I think my particular attitude seems to be the legalized norm in the majority of industrialized countries, except Russia. Yes we do have book burners and other would be moral watchdogs here in the United States, but these folks have no legal standing and every time they get a little bit out of control the courts shut them down under the Constitutional protections of freedom of speech, which are interpreted very liberally. At the present time we are embroiled in one such freedom of expression controversy in the state of Indiana, where opponents of a new religious freedom law claim it threatens the right to same sex marriages, while its supporters claim it protects their right not to have same sex marriages conducted by their religious institutions. The point in this case is that everybody thinks their freedoms are being trampled upon, and the real proposition on trial is whether or not the government has a right to legislate anybody's personal liberties at all.
In Russia, however, the government appears to have absolutely no compunction about deciding which religion is best for everyone, or deciding whether or not there should be any religion, period. It wasn't that long ago that the Soviet Union predating modern Russia made the elimination of religion its stated objective. Orthodox churches were vandalized and destroyed under Soviet rule. Josef Stalin marched nearly all of the country's clergymen off to labor camps.
But now in the post Soviet era the wildly bi-polar Russian pendulum has swung completely the other direction, and the country finds itself in a situation where the Russian Orthodox Church is allied with the government and basically serves as a ready, willing, and able propaganda machine to shore up President Vladimir Putin's rule. Critics of the regime, such as the punk band Pussy Riot, are jailed under "religious hooliganism" laws, and Pontius Putin washes his hands of "dictator" charges by letting the bishops lead the charge against his enemies. Later, however, Vlad shows who his true friends are by handing out state medals to the religious leaders of these witch hunt campaigns.
Even more astounding to me is the situation in the Russian occupied areas of the Ukraine, where rebels have declared the Russian Orthodox Church to be the official religion, resulting in other Christian groups being forced to either flee to Ukraine controlled territory or to go underground.
These sorts of persecutions were also pretty common in the West at once time, but for the most part we have generally succeeded over the last two centuries of purging our society of religious intolerance. People of all denominations and religions can preach on street corners; Jehovah's Witnesses and Mormons proselytize their way down my block at least once a week, and my Facebook friend suggestion list is filled with wannabe friends who proudly display their "curlicue A orbited by atoms" banner on their profile pages. None of the adherents of these various religions are being persecuted, and none of them have been incarcerated under "religious hooliganism" laws, as far as I know.

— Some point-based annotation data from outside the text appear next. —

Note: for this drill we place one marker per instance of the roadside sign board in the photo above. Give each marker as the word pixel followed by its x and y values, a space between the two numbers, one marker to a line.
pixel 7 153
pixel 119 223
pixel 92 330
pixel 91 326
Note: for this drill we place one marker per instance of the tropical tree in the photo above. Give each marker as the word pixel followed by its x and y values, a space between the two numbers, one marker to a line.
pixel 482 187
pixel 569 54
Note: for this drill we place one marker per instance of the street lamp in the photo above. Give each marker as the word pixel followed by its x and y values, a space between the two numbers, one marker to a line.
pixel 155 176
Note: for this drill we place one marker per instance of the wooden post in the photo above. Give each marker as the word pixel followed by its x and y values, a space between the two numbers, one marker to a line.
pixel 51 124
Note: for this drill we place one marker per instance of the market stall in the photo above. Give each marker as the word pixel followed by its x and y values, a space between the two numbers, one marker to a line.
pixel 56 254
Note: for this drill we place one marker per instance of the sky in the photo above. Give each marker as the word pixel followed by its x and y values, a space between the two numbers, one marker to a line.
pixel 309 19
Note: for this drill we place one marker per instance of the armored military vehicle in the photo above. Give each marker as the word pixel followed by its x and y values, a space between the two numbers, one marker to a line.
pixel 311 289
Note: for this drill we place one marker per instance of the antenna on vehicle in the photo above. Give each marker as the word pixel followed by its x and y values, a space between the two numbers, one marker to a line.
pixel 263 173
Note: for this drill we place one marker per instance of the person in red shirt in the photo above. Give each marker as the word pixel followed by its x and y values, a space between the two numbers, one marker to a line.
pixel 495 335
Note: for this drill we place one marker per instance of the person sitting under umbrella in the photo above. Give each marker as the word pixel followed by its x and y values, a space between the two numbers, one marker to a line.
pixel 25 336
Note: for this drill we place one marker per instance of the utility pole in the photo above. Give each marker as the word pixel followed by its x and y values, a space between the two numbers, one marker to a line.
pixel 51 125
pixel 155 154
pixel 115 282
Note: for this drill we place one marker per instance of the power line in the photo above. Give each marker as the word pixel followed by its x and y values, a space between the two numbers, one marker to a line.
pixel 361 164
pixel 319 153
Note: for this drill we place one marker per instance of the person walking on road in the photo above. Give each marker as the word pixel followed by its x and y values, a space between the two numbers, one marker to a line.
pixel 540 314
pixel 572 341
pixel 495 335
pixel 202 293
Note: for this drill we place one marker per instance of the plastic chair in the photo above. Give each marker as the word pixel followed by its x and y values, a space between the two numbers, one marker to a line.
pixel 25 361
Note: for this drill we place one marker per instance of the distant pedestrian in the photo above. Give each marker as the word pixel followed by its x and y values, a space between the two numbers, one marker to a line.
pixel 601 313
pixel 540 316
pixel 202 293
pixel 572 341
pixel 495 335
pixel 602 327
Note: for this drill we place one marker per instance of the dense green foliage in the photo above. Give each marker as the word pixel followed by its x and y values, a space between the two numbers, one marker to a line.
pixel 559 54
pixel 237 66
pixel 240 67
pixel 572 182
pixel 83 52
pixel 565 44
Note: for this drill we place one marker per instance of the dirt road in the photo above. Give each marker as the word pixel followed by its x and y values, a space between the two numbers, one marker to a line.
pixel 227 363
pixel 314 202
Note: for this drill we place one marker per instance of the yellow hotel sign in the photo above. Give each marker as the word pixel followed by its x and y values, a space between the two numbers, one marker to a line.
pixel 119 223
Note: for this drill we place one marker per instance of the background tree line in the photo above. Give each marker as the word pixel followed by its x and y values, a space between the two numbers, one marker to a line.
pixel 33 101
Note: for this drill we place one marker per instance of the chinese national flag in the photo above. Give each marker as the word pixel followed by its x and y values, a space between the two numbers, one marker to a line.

So my question for today is, when will the Russian Orthodox Bear cease alternating between these angry ravenous rages where it wants to consume everything, followed by the catatonic fits where it rolls up into a ball and lies comatose in the corner for several decades. It would be nice to have a reasonably sedate partner in Eastern Europe that wasn't as moody as my wife at the low ebb of her estrogen cycle, but the incomprehensibly bi-polar character of Russia, symbolized to me by Tolstoy's piercing stare shooting out from behind that uncompromising beard, tells me that a great deal more political upheaval must be endured by everybody before any kind of real reconciliation between West and East can occur.